Recently, global risk aversion has clearly increased. Since March 17, 2021, WTI oil prices have corrected 10.5%. The global stock market has generally fallen, while the US dollar and US debt have strengthened.Industrial valuesPublish research reports and related opinions.

Industrial Securities pointed to the main fundamental shifts behind the hedge: Three European epidemics triggered an extension of the lockdown. Behind the fluctuations in foreign markets is mainly the rise of the third round of epidemics in Europe: on March 16, France announced the discovery of mutant viruses that can evade nucleic acid tests. Since then, the data on the European epidemic have deteriorated as a whole:

Confirmed cases in the euro area have increased significantly: Since March 15, the number of confirmed cases in euro area countries such as Germany, France and Italy has increased significantly, among which new deaths have increased significantly in Italy.

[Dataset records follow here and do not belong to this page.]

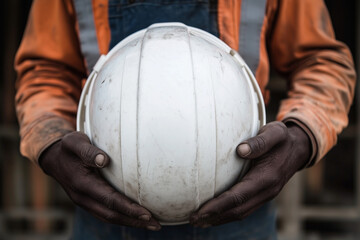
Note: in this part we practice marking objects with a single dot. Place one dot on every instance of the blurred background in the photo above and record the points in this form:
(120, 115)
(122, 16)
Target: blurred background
(319, 203)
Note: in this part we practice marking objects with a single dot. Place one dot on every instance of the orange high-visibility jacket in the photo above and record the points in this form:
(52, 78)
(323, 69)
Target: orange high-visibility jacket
(62, 41)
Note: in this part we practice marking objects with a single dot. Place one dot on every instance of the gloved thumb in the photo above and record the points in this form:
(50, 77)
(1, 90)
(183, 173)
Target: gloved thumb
(268, 137)
(80, 145)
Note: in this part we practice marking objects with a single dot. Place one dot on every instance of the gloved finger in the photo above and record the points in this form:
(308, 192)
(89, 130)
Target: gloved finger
(80, 144)
(269, 136)
(98, 189)
(258, 183)
(111, 216)
(236, 196)
(235, 214)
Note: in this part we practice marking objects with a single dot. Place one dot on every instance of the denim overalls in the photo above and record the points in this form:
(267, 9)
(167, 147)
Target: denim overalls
(125, 18)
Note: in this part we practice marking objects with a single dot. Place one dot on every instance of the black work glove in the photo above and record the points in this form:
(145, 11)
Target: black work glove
(74, 162)
(277, 153)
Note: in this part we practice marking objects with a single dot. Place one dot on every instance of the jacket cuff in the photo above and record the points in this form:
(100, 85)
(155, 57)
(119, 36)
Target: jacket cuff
(42, 134)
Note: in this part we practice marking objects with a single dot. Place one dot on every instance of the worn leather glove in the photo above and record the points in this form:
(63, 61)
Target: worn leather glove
(74, 162)
(277, 153)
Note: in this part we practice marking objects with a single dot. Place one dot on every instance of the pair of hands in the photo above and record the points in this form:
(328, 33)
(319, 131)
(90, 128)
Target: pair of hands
(277, 153)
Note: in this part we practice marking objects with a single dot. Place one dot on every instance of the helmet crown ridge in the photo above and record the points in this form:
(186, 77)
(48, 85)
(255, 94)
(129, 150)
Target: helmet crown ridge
(169, 104)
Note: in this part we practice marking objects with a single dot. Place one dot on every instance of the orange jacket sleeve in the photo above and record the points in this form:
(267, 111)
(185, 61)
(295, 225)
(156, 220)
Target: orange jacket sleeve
(50, 70)
(320, 70)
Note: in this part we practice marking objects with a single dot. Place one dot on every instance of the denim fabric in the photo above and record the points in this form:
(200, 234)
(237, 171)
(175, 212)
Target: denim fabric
(125, 18)
(258, 226)
(129, 16)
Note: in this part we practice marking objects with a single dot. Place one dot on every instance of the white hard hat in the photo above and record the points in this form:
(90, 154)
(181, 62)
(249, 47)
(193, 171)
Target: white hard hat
(169, 104)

The share of hospital beds in the euro area has increased, and the share of ICU beds in Italy has exceeded the previous high: the share of new crown beds in the euro area has increased and Italy has exceeded the previous high .

Eurozone vaccination has slowed down: Since mid-March, the vaccination rate of the major eurozone countries, including Germany and France, has slowed down significantly.

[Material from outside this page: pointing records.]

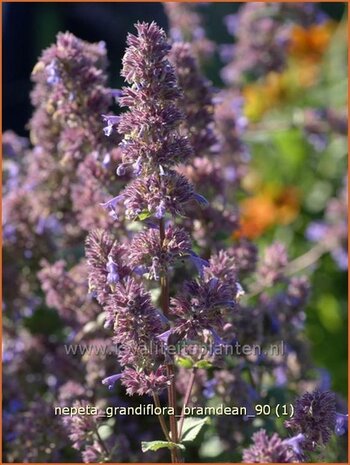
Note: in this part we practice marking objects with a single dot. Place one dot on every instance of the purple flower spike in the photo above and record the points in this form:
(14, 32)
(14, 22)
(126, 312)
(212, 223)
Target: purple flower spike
(341, 424)
(110, 204)
(111, 380)
(111, 120)
(160, 210)
(164, 337)
(296, 443)
(198, 262)
(201, 200)
(112, 268)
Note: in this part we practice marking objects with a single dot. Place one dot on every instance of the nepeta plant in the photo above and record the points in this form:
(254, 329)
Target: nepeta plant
(152, 146)
(157, 187)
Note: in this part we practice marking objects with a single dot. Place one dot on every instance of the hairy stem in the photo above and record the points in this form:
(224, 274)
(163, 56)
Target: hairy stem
(187, 399)
(175, 453)
(300, 263)
(161, 417)
(103, 445)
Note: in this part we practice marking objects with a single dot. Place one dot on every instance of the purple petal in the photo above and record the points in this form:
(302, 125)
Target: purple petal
(200, 199)
(165, 336)
(198, 262)
(111, 380)
(341, 424)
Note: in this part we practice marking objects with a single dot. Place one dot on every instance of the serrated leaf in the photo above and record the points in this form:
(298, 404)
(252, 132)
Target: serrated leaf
(184, 362)
(192, 427)
(155, 445)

Eurozone countries, including Germany and France, announced the extension of the blockade policy: since March 22, Germany, France and Italy have again announced the extension of the regional or national blockade.

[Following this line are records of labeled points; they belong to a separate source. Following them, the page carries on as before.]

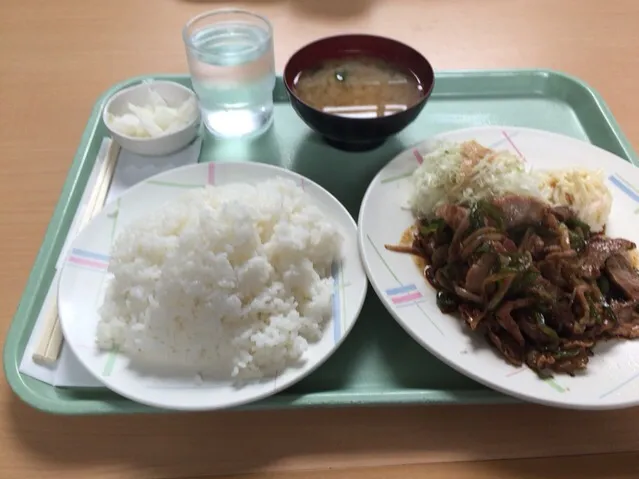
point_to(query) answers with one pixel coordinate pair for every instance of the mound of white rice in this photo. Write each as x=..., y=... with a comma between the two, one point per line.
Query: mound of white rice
x=232, y=279
x=463, y=173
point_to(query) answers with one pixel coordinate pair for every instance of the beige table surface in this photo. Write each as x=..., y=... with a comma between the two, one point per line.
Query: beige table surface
x=57, y=56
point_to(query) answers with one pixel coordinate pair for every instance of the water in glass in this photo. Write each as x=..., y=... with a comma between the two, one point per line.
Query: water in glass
x=230, y=55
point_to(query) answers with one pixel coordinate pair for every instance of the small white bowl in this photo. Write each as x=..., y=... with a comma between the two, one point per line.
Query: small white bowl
x=174, y=94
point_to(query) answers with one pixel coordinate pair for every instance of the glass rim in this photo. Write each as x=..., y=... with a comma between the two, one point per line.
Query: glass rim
x=212, y=13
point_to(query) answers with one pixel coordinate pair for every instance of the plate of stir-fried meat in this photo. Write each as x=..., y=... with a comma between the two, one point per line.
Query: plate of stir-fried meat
x=510, y=254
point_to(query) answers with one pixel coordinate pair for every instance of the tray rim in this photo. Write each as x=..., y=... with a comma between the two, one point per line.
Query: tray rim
x=41, y=272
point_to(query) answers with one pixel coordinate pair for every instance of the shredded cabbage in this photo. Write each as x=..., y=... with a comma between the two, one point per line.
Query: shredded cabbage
x=466, y=172
x=584, y=191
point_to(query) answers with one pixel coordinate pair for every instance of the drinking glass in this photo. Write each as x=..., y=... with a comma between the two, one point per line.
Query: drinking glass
x=231, y=61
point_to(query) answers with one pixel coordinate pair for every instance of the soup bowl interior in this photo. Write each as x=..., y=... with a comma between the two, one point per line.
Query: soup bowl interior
x=357, y=133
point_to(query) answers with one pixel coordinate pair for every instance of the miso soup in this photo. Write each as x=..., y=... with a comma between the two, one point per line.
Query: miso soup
x=359, y=87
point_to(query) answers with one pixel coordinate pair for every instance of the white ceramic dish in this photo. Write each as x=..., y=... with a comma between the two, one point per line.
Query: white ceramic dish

Regarding the economic impact, Industrial Securities said that the fundamentals are expected to continue “Europe is weak and the United States strong”, and the attitude of the central bank is “European, broad and stable” in the short term. With the renewal of the lockdown policy, data on high-frequency economic activity in Europe has also declined significantly, and the recession in the European service industry is expected to continue. At the same time, as the United States begins issuing stimulus controls, its household consumption is expected to remain strong. The pattern of economic fundamentals “America is strong and Europe is weak” is expected to continue. In addition, after the March meeting, the European Central Bank accelerated the purchase of the Anti-Epidemic Emergency Bond Purchase Program (PEPP), but the Fed did not adopt any further substantive easing policies, and the bank’s policy is expected to central is kept “European and US-Ping”. .

On the asset outlook, Industrial Securities said that in the short term, US debt may fluctuate, the US dollar may rise and commodity stocks may be under pressure. With reference to the second round of the epidemic in Europe, the US and European markets showed obvious panic after Germany and France announced a complete lockdown, with the focus shifting to the US. new European diagnoses will stabilize at the end of October 2020. The general elections, and then began to rebound. In the short term, the emotional suppression caused by the epidemic is expected to continue, putting pressure on commodities and the stock market, while the downward pressure on US debt will slow in the short term. Under the pattern of “Europe is weak and America is strong,” the US dollar still has upward pressure. Time points to watch for going forward are the US debt auction in late March and the OPEC + meeting on April 1. Furthermore, the high-level strategic dialogue between China and the US and the prospects for the Comprehensive Investment Agreement (BIT) between China and the EU are external factors that require continued attention.